Crime & Safety

Heroin Heroes: Lemont Police & Fire Personnel Save Overdosing Downers Grove Man's Life With Newly Issued Drug

The police started carrying a drug to reverse heroin overdoses less than two weeks before it was used to likely save a life.

An overdosing Downers Grove man was tracked down by Lemont police and fire personnel who likely saved his life Wednesday night.

A police officer gave the 31-year-old man two doses of Narcan, a drug that reverses opioid overdose.

Lemont police Cmdr. Greg Smith said the man "probably would have died" if not for the treatment with Narcan, a drug officers only recently were trained to use and started carrying less than two weeks ago.

Police and firefighters were alerted to an 8:45 p.m. Tuesday call for help from a woman who said her boyfriend was having a heart attack, Smith said. The 29-year-old woman was not sure where she and her boyfriend were, Smith said, but believed they were near Main Street.

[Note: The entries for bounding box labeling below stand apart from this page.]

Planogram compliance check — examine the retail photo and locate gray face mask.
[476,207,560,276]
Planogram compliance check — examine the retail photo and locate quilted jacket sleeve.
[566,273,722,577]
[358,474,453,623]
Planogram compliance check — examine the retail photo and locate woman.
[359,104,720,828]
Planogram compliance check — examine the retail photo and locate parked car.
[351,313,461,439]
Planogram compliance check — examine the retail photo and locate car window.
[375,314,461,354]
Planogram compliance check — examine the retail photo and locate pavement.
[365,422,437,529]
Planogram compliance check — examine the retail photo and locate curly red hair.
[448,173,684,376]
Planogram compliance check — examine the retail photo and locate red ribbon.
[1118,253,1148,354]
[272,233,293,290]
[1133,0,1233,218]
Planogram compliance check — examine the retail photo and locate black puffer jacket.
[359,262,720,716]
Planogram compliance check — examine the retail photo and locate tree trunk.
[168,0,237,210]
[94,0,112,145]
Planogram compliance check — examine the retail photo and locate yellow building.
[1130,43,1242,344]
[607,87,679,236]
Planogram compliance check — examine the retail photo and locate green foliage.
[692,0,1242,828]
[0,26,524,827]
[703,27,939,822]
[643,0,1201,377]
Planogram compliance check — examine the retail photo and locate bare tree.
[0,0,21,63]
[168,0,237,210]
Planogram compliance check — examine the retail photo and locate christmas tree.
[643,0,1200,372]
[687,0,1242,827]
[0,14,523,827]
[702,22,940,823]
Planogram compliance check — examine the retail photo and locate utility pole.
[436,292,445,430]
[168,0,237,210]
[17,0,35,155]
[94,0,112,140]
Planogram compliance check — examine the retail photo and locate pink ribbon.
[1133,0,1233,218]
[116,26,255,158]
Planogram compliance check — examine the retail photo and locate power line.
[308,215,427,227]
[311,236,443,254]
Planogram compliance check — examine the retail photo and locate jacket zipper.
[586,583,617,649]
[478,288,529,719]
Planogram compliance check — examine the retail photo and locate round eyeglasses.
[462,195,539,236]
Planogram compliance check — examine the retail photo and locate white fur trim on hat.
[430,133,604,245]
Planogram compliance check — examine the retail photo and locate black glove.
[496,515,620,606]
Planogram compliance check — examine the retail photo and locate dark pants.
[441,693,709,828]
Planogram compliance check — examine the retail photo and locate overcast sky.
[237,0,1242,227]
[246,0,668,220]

It turned out she was not near Main Street. Police and fire personnel determined she and her boyfriend were around the quarries and searched through the "desolate" area, Smith said.

When they found the couple, they saw the man was not having a heart attack after all, Smith said, but actually was in the midst of a heroin overdose.

A battalion fire chief, paramedic and police officer happened upon the overdosing man, Smith said, and the officer administered two doses of Narcan in a nasal mist.

The man was then taken to Adventist Bolingbrook Hospital.

Smith declined to identify the police officer who employed the Narcan mist, calling his work part of a "team effort."